The siege of Jerusalem was a classic case of two opposing and incompatible worldviews. It was not the first time the Romans had conquered the capital of the kingdom, nor was it the first time Jerusalem had been sacked by a foreign power. It was unusual for the Romans, however, because it was not the final act that such a conquest generally was. With few exceptions, such as the Carthaginians and the Celts, the Romans had not encountered an opponent who refused to remain defeated. Roman generals and governors found this stubborn resistance unnerving, and that may have contributed to an increased cruelty toward the local Jewish population. The Romans were inclined to be tolerant of local religious customs as long as the local population paid lip service to Roman religious domination, such as in the very politically motivated Cult of the Emperor. However, to the Romans' bewilderment, the Jews were absolutely, adamantly opposed to worshiping any deity above God (in the universal form of Yahweh), or even alongside or beneath God. At this point in their theological history, the Jews had become strict monotheists, and worshiping the emperor as a deity would imperil their immortal souls. Therefore, they absolutely refused to do this and were willing to die for their faith.

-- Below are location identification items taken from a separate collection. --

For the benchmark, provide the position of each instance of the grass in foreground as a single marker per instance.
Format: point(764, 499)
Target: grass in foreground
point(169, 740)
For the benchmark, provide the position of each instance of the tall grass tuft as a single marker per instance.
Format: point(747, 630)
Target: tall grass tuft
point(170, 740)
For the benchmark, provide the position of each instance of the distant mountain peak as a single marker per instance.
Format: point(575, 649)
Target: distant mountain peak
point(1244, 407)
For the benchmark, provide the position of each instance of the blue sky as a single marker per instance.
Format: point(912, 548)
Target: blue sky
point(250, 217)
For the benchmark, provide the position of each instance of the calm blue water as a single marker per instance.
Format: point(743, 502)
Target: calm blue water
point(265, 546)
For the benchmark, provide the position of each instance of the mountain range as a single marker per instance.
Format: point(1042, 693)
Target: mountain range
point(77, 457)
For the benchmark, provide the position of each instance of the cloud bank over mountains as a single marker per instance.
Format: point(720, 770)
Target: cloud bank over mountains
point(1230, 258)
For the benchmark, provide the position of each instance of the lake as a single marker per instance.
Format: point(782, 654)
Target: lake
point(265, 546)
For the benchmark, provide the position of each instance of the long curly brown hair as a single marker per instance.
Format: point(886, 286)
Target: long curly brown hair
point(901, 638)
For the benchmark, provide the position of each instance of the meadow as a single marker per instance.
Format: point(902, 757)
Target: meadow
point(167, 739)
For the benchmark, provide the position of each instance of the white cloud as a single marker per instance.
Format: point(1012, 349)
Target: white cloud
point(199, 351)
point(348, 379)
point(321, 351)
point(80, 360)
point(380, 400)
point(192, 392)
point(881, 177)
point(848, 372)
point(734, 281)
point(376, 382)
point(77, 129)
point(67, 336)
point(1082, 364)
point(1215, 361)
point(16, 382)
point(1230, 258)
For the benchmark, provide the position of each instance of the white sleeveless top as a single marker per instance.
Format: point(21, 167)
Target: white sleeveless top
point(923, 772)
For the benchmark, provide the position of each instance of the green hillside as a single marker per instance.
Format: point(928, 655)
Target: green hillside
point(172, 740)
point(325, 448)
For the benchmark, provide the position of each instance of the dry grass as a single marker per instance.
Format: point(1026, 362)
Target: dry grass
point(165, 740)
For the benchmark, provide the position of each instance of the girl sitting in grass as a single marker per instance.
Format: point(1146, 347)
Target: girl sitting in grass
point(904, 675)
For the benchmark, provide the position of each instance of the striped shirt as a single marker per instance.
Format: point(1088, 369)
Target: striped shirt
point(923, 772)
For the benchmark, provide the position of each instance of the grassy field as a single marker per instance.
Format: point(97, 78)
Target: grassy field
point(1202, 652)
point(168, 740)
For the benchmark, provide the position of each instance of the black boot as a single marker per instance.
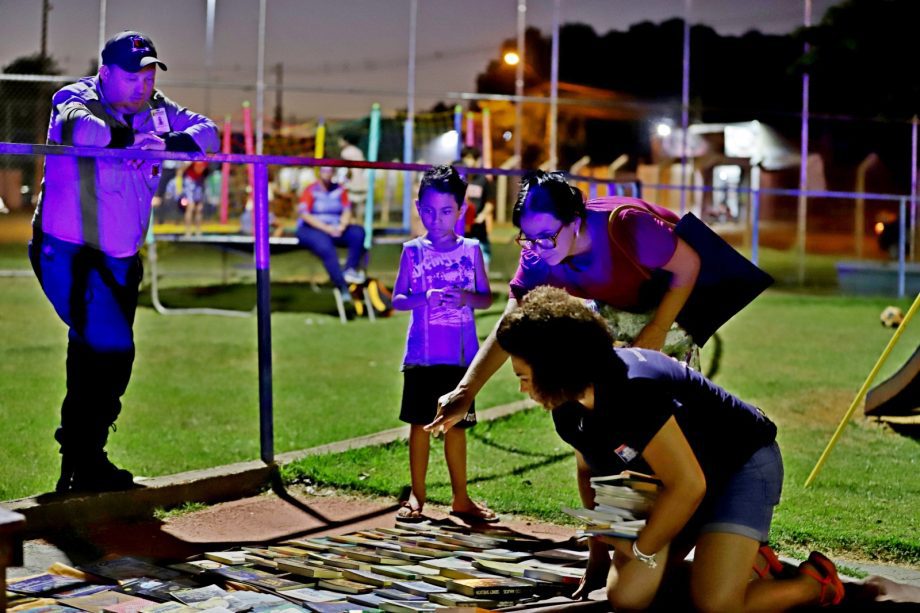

As in many societies facing the social and political juggernaut of Roman occupation, the people of Judea were split by their reactions to imperial control. Some responded with revolt and disobedience, while others cooperated with the Roman administration, helping to deepen the influence of Latin culture in the province. The vast majority of the population of Judea likely tried to stay out of the fray.

The group trying to stir up rebellion in Judea before the First Jewish War are today called the Zealots. The Hebrew name for them was kanai ???? , which literally means the jealous, referring to their devotion to God. However, none of the nominal camps in Judea were even remotely united in their aims and methods, and there were some severe disagreements to be had, even amongst the Zealots.

One of the most extreme groups among the Zealots was called the Sicarii. The ominous name refers to the small daggers - which the Romans called the sica - the group used to carry out a ruthless assassination program. The Romans had used the term previously to describe assassins, and the Sicarii are perhaps best known for their part in the final stand against the Romans in Masada. The confrontation in that desert fortress was the last stand in the Judean uprising against Roman occupation.

Whether they qualify as terrorists or not, the Sicarii were undoubtedly one of the first known assassin units, and they remain important both as a crucial element in the First Jewish-Roman War and as a study into ancient asymmetrical warfare.